Shares of in-flight WiFi provider Gogo Inc (GOGO.O) fell as much as 9 percent in their market debut as investors questioned the company's high valuation in the wake of a two-day slide in U.S. stocks.
The weak market reception for Gogo raised questions about the pricing of other U.S. initial public offerings (IPOs), with as many as 10 companies looking to go public next week.
The company's underwriters, led by Morgan Stanley, JP Morgan and UBS, priced the IPO of 11 million shares at the top of its planned $15 to $17 range, valuing the company at about $1.5 billion.
"I think the deal was mispriced for market conditions," IPOfinancial.com President David Menlow said.
Others questioned Gogo's profitability. Its service is available in thousands of jets but it reported a loss last year.
Gogo's shares, which touched a low of $15.50, were trading down 5.5 percent at $16.05 by early afternoon. Over 6 million shares changed hands at 1230 ET.
Josef Schuster, founder of IPO research firm IPOX Schuster, said that larger IPOs next week such as technology products retailer CDW Corp and construction supplies distributor HD Supply Holdings Inc would need to be conservative while pricing their offerings.

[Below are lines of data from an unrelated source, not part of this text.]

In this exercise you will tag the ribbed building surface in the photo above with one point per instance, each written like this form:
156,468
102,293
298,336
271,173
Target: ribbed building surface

On Wednesday and Thursday, as the Gogo offer was being priced, U.S. stocks endured their worst two-day decline since November 2011 after Fed chairman Ben Bernanke laid out plans to pull back on Fed stimulus.
Gogo, which is looking to tap growing demand for in-flight internet and entertainment among business travelers, first filed to go public in 2011.
"It was our international expansion that prompted us to go (public) now," Chief Executive Michael Small told Reuters.
Gogo's consolidated revenue grew 46 percent to $233.5 million in 2012, but posted a net loss of $32.7 million. Its debt stands at about $130.5 million, according to its filing.
IPODesktop.com's Francis Gaskins said the company would face increasing competition and a limited market.
"If they can't make money with an 81 percent market share then, with increasing competition, when can they make money?"
Gogo, whose services can be accessed by WiFi-enabled devices using internet passes priced at $14 for a day and $44 for a month, faces competition from ViaSat, Row44, Panasonic Avionics and Thales.
The company was formed in 1991 after founder Jimmy Ray doodled the concept of an in-flight telephone system on a paper napkin in a barbecue restaurant in Denison, Texas.
Gogo's services are available in 1,900 commercial aircraft operated by nine North American airlines including Delta Air Lines, US Airways and American Airlines, representing 81 percent of all internet-enabled commercial planes as of April 30.
The company also provides internet, voice and data services to more than 5,750 business aircraft, and sells equipment and services to aircraft makers such as Bombardier Inc (BBDb.TO), General Dynamics Corp's (GD.N) Gulfstream, and Brazil's Embraer (EMBR3.SA).